Bonli studied with Illingworth Kerr and Luke Lindoe at the Provincial Institute of Technology and Arts in Calgary, Alberta. He then went to the Art Center School in Los Angeles and the University of Southern California, studying water colors and fabric design. While in Los Angeles he had a part-time job with the Bullochs Department Store in their design studio, where he gained practical experience in interior design.

==Career==

===Saskatoon===
Bonli returned to Saskatoon and worked at Clark's Interior Furnishings for four years while giving evening classes in art. Bonli participated in the first Emma Lake Artist Workshop in 1955, and in subsequent workshops in 1956, 1957, 1962, 1963, and 1965. At these workshops he studied with Jack Shadbolt, Joseph Plaskett, Will Barnet, Clement Greenberg, Kenneth Noland, Jules Olitski, and Lawrence Alloway. In 1957, he taught the young Joan Anderson at Saskatoon Technical Collegiate. She would later be better known as the singer Joni Mitchell.
Then aged thirteen, she had planned to take lessons from the well-known landscape and figurative Ernest Lindner, but he was on sabbatical that year.
Bonli found her an argumentative pupil. (Note: His student Joan Anderson reportedly liked the way that Bonli's name ended in "i", and changed her name to Joni for this reason.)

In 1957 Bonli founded Bonli Interiors in Saskatoon. It first occupied James Art Studio and then moved to premises on the lower floor of the King George Hotel that had been vacated by the Mendel Art Gallery. The firm provided interior design services and the store sold gifts and bath accessories, imported Scandinavian furniture and window coverings. Bonli soon began to also undertake residential and commercial work in Regina, where he had a full-time representative.
In 1958 Bonli appeared on a weekly CTV television show with Margaret Dallin, and then on a show with Sally Merchant called Here Comes Sally. He also took summer courses at the Parsons School of Design in New York City. In New York, Henry and his wife Elsa became friends of the critic Clement Greenberg.
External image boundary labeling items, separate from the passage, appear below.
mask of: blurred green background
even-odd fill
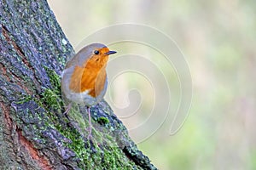
[[[255,1],[49,3],[73,47],[96,30],[127,22],[155,27],[178,44],[191,70],[192,106],[178,133],[163,134],[164,125],[138,144],[156,167],[256,169]]]

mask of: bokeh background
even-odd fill
[[[96,30],[119,23],[153,26],[178,44],[190,67],[193,101],[177,133],[166,133],[170,128],[166,121],[138,144],[156,167],[256,169],[254,1],[48,3],[73,47]],[[140,83],[139,78],[133,78]],[[129,127],[136,119],[123,122]]]

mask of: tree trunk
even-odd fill
[[[0,0],[0,169],[156,169],[106,101],[67,115],[60,75],[74,52],[45,0]]]

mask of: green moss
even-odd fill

Bonli was an admirer of New York abstract expressionists such as Barnett Newman. He was encouraged by the art collector Fred Mendel to exhibit his work. He participated in shows at the Mendel Art Centre and the Dunlop Gallery in Regina. Bonli was a member of the Saskatchewan Arts Board and the Saskatchewan Society of Artists.
He was vice-president of the Saskatoon Art Centre. He was an art consultant for the Saskatoon School System for three years, and was Assistant Curator at the Coste House art centre in Calgary.
He held a one-man show at the Mendel Art Gallery in 1965.

===Toronto===
Bonli moved with his family to Toronto in 1965 where they opened Bonli Gallery, selling art and furniture.
Later he opened two more stores, both called "Henri The Second", which sold factory over-runs and designer furnishings. In 1966–67, Joni Mitchell would often stay rent-free at Bonli's Toronto studio over Rugantino's restaurant on Yonge Street, with her husband Chuck Mitchell, and at times was babysitter for the Bonlis' daughter Jane. The Bonlis considered that Chuck was the better singer of the two, and would be the one to succeed. By this time Bonli had become a reasonably well-known painter.
Bonli continued to return to Saskatoon to execute interior design commissions.
In 1974 he sold his interior design company and devoted himself to painting.

Henry Thomas Bonli died at St. Michael's Hospital, Toronto, on 16 May 2011.
He was aged 83.

==Exhibitions and collections==

Bonli's works in acrylic and watercolour began to be exhibited in galleries across Canada in the early 1950s. He held a number of solo exhibitions in Regina, Saskatoon, and Toronto. Bonli's work is held by the National Gallery of Canada in Ottawa, the Saskatchewan Arts Board, University of Saskatchewan, Mendel Art Gallery in Saskatoon, MacKenzie Art Gallery in Regina and the Montreal Museum of Fine Arts.